Paper and Presentation by Moon Won Title from ASCP 4th Concrete Pavements 2017
The performance of continuously reinforced concrete pavement (CRCP) has been excellent in Texas, and in 2001, the Texas Department of Transportation (TxDOT) made it a policy to use CRCP when a rigid pavement system is selected for projects. One of the pre-requisites for good pavement performance is optimum design. Over the years, TxDOT tried various CRCP designs, with the prime objective of obtaining desirable transverse crack spacing. Most of the transverse cracks in CRCP develop primarily due to environmental loading (temperature and moisture variations), with the effect of wheel loading on transverse crack development being minor. Since longitudinal steel amount, concrete temperature and concrete properties, especially coefficient of thermal expansion (CTE), affect the cracking behaviour of CRCP, CRCP designs tried over the years in Texas have variations in those three factors. However, the interactions among those three variables are quite complicated, and an approach based on purely theoretical modelling and analysis has substantial limitations. To overcome these limitations, TxDOT investigated the behaviour and performance of CRCP sections built with various designs, constructed test sections with various combinations of longitudinal steel and concretes with different CTE values, and conducted follow-up investigations of the behaviour and performance of these test sections.

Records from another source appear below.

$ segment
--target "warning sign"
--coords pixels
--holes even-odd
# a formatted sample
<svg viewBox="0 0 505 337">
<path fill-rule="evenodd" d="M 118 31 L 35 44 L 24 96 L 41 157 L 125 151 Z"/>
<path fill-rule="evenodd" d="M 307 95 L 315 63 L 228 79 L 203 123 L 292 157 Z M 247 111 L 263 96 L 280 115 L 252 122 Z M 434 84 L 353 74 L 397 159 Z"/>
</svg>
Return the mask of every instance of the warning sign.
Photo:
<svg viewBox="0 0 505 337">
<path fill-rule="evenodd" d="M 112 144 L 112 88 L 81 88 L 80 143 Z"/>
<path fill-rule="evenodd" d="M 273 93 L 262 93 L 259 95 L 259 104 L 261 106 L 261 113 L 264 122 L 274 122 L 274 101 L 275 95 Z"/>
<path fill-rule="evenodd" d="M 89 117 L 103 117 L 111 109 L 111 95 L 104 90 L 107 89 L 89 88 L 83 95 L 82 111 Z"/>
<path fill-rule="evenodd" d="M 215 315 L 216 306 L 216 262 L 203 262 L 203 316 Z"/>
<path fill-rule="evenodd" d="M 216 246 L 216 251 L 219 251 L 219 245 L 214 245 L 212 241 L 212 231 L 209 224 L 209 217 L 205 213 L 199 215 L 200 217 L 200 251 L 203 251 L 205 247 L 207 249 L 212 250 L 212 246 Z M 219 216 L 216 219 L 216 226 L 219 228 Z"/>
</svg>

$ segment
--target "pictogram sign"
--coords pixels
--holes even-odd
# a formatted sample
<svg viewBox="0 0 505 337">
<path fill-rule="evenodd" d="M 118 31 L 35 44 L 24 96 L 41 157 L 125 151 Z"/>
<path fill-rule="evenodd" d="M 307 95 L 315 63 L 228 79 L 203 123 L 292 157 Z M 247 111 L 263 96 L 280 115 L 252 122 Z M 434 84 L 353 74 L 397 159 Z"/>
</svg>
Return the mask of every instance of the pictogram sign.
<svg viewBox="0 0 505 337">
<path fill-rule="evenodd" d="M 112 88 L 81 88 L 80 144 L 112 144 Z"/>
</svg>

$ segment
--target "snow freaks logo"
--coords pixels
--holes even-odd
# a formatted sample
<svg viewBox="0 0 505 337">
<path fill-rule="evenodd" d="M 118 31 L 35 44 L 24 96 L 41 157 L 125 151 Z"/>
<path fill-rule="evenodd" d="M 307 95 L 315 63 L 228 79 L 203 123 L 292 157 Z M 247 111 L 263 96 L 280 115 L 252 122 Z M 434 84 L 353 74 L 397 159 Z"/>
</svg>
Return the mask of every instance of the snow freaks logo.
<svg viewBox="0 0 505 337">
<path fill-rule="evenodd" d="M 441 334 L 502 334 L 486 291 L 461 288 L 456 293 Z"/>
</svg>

TxDOT’s rather exhaustive efforts to improve CRCP designs revealed several major findings; first, contrary to the general belief that transverse crack spacing has significant effects on CRCP performance, keeping cracks tight had a pronounced effect on CRCP performance. Keeping cracks tight in CRCP requires a larger amount of longitudinal steel, which results in smaller crack spacing that quite often is less than the minimum limit value specified in the AASHTO Pavement Design Guide. Another significant finding is that coarse aggregate type has significant effects on major spalling and shallow delaminations. A research study that was completed in 2014 revealed that CTE of concrete is a major factor for the development of those two distresses (Ryu, et al, 2012), and TxDOT now limits CTE of concrete to 9.9 x 10-6/°C. The latest TxDOT CRCP Design Standards that were developed in 2013 incorporated all the findings made up to that point, and present the most effective CRCP designs.